Boston

Boston, the ‘Cradle of Modern America’ and ‘Hub of the Solar System’! In the beginning, when the settlement took root in 1624, it was simply called ‘Trimountain’, given its location beside three hills at the mouth of the Charles River. This was before being named after the small English town in Lincolnshire.

The ‘Cradle of Modern America’ sums up its relationship to the country as a whole—as the capital of the original Massachusetts Bay Colony founded in 1630 and the place where the Revolutionary War against British Colonial rule was ignited, with the incident of the Boston Tea Party in 1773.

Harvard College was founded in 1638 in the Cambridge district over the river. Oliver Wendell Holmes, physician and writer born therein 1809, regarded Boston as the ‘Hub of the Solar System’ at the same time when others were calling it the ‘Athens of America’, during its literary and cultural flourishing of the 1850s. Today, the presence of such universities, colleges and research establishments as Harvard College and Massachusetts Institute of Technology (MIT), have attracted leading industries in cutting edge electronics, engineering, finance and biotechnology, and given the city a brilliant future.

Of Boston’s many famous sons, the statesman, scientist and inventor Benjamin Franklin (1706-1790) stands in the highest regard. His Boston can be rediscovered on foot, and indeed, despite being in the acclaimed land of the motor car, Boston today refers to itself as the ‘Walking City’. The Freedom Trail is a physical manifestation of the birth of the modern American Republic— around 2 and a half miles of the city’s streets and sights. Also, Boston’s place in black American history can be discovered by following the 2.5km (1.6-mile) Black Heritage Trail, as the city was the destination of many black slaves escaping the South on the ‘Underground Railway’.

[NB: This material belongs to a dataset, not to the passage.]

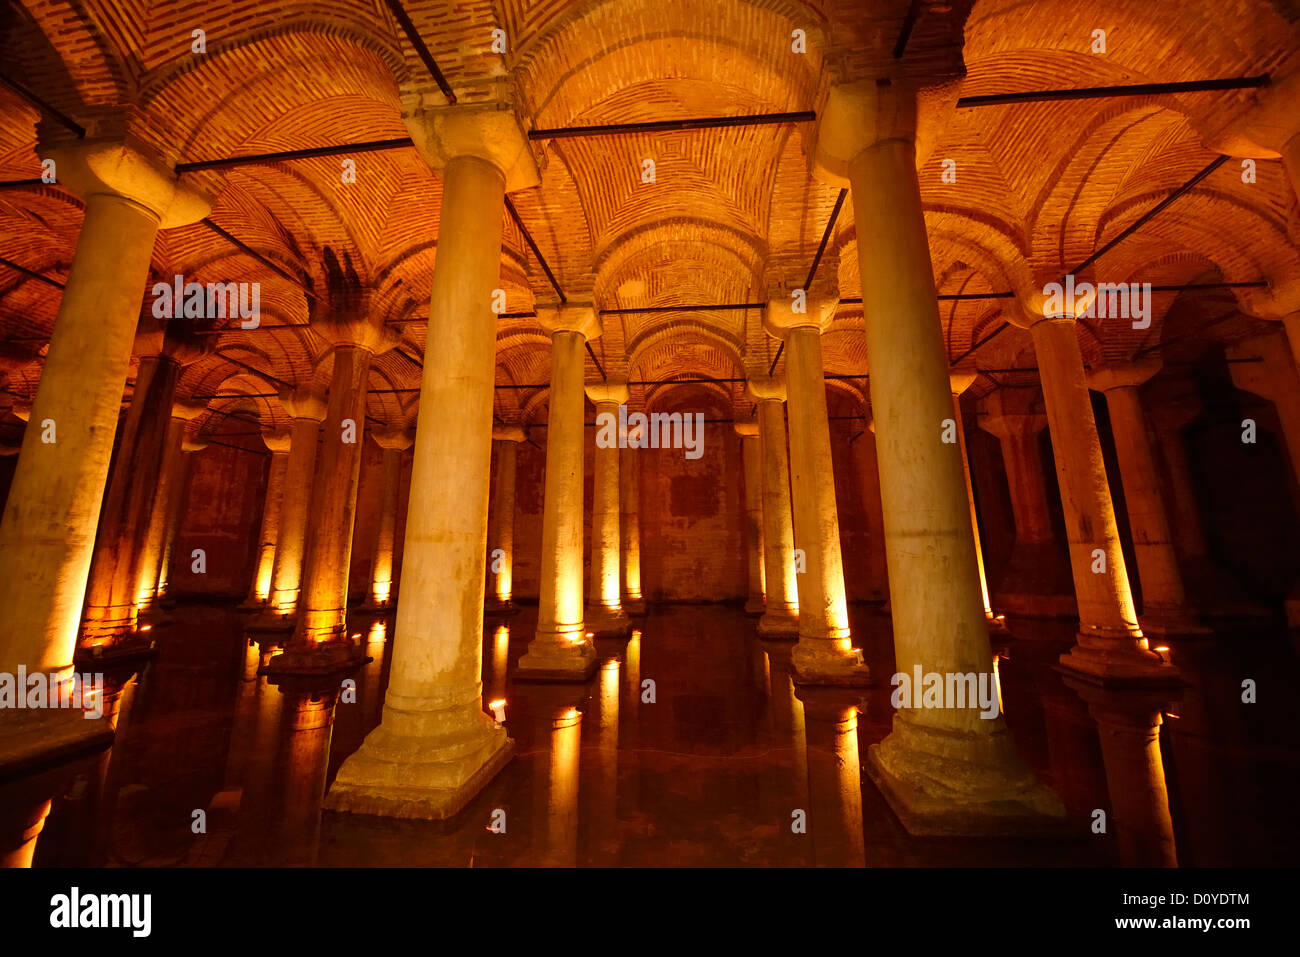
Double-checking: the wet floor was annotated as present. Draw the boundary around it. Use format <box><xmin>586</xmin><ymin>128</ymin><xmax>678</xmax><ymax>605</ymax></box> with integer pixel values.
<box><xmin>5</xmin><ymin>602</ymin><xmax>1299</xmax><ymax>867</ymax></box>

Boston’s sharp Puritan roots have been softened over the centuries, yet it retains an ethic of commitment to life as a whole, be that sports, pastimes, work, cafés, bars or culture. Boston has the typical East Coast climate of hot, humid summers and freezing winters. But, after all, the city that imported an English pub that became the model for TV’s Cheers, which hosts the Boston Pops concerts and gave the rock music world “Boston” is hardly going to be intimidated by the weather. Modern Boston is very much a reflection of New England on the whole. In autumn, the suburbs have white church steeples set against the turning colors of the trees.

Perhaps, after all, the city deserves to be called the ‘Rome of Massachusetts’, since all New England roads, physical and historical, lead to it.